Even after about a decade in the game, Hudson, a highly decorated second baseman for the San Diego Padres, still says “It’s something to live out my childhood dream.” This is the main thing Hudson tried to impart to the eager black baseball players at The Villages at Carver Family YMCA in south Atlanta.
“First of all, we have to get African American kids and brothers back into baseball. … We can play this game. The numbers have decreased drastically throughout the years,” says Hudson, a two-time All Star and four-time Gold Glove winner. “It’s good to come back [to Atlanta] and play the Braves and come to talk to the kids with its large African American population. I’m just trying to give some knowledge to help the kids out. It’s such a great game to play.”
Hudson, whose wife is a College Park, Ga., native, gave preteen players with promise some pointers on pursuing baseball.
1. Education: “The first thing, before you do anything. You can’t even play unless you have good grades.”
3. Respect for the Game: “Respect the teammates, respect your parents, respect the church, play the game hard, work on the fundamentals, and everything else will take care of itself
In what would be shocking to contemporary sports fans, African Americans comprised roughly 33 percent of all baseball players, with many of them — Hank Aaron, Willie Mays, Willie Stargel, Willie McCovey, Frank Robinson, Rod Carew and Bobby Bonds for starters — immortalized within the pantheons of baseball and are practically synonymous with the game itself. Mystifying to many, particularly to Hudson, is that that percentage of black players has eroded to a miniscule level today.
Hudson traces the problem to a lack of a comprehensive plan and desire to venture into rough urban areas — despite the fact that football and basketball scouts frequent these most challenged neighborhoods — and cultivate the raw talent. Also, there is a high cost associated with playing America’s favorite pastime.
“Parents, especially with the recession and the hard times, are not really able to afford two children playing baseball. A single working mother can’t afford to pay for two different traveling teams. She can’t pull out that kind of money, especially when it costs $10,000-$15,000 apiece. It’s too much.”
Hudson, the founder of the C.A.T.C.H Foundation, which helps autistic children lead more normal lives, traces his success and longevity in pro baseball to three main sources:
1. His faith: “I have to give it up to God.”
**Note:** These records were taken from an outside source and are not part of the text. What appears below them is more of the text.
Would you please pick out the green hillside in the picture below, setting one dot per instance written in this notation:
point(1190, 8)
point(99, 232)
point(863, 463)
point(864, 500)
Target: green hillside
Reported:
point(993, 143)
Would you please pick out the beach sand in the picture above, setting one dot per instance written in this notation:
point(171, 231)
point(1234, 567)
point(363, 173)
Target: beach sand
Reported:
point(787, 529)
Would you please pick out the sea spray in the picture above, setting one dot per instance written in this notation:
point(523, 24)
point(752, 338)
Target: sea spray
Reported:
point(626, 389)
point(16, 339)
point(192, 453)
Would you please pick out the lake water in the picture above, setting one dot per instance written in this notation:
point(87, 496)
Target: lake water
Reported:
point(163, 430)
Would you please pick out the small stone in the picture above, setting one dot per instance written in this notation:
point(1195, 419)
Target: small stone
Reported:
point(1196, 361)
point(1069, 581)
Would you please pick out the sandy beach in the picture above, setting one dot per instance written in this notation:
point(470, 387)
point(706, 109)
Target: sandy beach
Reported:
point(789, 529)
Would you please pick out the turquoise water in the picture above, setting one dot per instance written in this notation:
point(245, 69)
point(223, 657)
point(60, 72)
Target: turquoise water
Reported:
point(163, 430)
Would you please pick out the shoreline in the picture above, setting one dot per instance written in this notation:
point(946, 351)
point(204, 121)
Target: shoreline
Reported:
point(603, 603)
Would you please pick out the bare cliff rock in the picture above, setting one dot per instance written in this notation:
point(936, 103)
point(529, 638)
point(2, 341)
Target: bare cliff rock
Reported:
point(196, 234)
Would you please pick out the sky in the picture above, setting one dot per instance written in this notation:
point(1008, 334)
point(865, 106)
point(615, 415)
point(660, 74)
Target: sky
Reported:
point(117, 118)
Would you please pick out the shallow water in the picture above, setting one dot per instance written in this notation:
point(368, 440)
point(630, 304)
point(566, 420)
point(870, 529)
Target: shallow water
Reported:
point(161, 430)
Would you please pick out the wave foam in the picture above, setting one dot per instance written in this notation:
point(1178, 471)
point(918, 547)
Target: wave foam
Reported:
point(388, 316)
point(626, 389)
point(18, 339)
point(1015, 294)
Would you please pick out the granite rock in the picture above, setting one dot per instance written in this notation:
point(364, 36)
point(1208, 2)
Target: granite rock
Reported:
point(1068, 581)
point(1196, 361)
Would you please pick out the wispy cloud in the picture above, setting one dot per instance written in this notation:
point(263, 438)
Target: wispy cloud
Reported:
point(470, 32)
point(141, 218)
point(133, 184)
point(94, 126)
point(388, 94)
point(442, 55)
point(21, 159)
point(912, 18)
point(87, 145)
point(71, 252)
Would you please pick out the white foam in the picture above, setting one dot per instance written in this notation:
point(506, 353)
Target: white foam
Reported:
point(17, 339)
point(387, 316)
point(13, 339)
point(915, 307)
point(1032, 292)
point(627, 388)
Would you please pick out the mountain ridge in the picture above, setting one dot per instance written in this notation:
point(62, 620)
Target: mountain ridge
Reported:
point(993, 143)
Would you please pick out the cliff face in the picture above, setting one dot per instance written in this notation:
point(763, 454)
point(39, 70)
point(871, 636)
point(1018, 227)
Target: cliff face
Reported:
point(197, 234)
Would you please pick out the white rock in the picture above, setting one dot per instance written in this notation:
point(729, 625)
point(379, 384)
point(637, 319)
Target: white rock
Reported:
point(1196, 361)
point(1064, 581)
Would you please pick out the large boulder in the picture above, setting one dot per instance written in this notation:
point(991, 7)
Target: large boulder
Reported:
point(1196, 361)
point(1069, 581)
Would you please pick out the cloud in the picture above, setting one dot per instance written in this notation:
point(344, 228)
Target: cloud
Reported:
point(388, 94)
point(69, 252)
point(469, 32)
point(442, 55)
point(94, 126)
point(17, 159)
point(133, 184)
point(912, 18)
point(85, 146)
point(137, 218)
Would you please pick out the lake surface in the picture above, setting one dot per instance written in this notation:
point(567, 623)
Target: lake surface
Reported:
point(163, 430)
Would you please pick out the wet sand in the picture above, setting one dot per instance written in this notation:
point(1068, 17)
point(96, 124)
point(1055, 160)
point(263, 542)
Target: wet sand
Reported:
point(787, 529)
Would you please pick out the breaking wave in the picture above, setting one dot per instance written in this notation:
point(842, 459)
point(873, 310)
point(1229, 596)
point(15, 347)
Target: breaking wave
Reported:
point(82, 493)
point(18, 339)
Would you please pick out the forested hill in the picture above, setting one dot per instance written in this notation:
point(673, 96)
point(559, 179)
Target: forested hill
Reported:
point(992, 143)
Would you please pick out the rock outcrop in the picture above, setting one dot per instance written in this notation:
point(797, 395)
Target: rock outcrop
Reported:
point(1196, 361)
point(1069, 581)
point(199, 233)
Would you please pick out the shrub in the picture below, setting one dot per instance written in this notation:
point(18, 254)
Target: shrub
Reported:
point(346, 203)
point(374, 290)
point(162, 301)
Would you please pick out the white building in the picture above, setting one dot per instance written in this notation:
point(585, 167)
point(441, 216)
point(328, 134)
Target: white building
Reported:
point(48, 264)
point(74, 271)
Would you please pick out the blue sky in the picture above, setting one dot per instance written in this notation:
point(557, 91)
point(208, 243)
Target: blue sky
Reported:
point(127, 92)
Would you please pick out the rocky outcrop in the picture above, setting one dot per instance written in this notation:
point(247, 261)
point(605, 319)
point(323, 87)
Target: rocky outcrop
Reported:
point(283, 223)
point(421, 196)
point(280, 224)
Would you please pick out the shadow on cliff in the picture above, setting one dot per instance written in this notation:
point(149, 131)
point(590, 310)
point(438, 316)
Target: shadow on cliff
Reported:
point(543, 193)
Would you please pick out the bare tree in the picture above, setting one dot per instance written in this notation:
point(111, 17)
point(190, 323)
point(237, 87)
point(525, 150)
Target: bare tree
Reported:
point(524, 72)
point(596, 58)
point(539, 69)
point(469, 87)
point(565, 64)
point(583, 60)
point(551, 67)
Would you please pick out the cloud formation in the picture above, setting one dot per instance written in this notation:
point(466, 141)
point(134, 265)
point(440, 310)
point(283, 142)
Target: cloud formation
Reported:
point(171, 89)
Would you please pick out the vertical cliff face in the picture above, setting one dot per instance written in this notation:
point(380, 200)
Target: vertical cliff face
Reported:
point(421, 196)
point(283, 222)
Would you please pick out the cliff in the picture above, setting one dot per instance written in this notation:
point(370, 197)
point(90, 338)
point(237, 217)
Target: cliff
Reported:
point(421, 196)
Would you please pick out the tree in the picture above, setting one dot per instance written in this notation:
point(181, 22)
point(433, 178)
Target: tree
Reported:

2. His parents: “My parents have been behind me from day one, and married for 34 years.”
3. Hard work to stay in the game: “That’s the hardest thing. There are a succession of kids that are coming up who want your position. They are getting younger and younger every year. You can’t get the money and get complacent. You have to stay up on your game: weight room, ground balls, batting practice, etc.”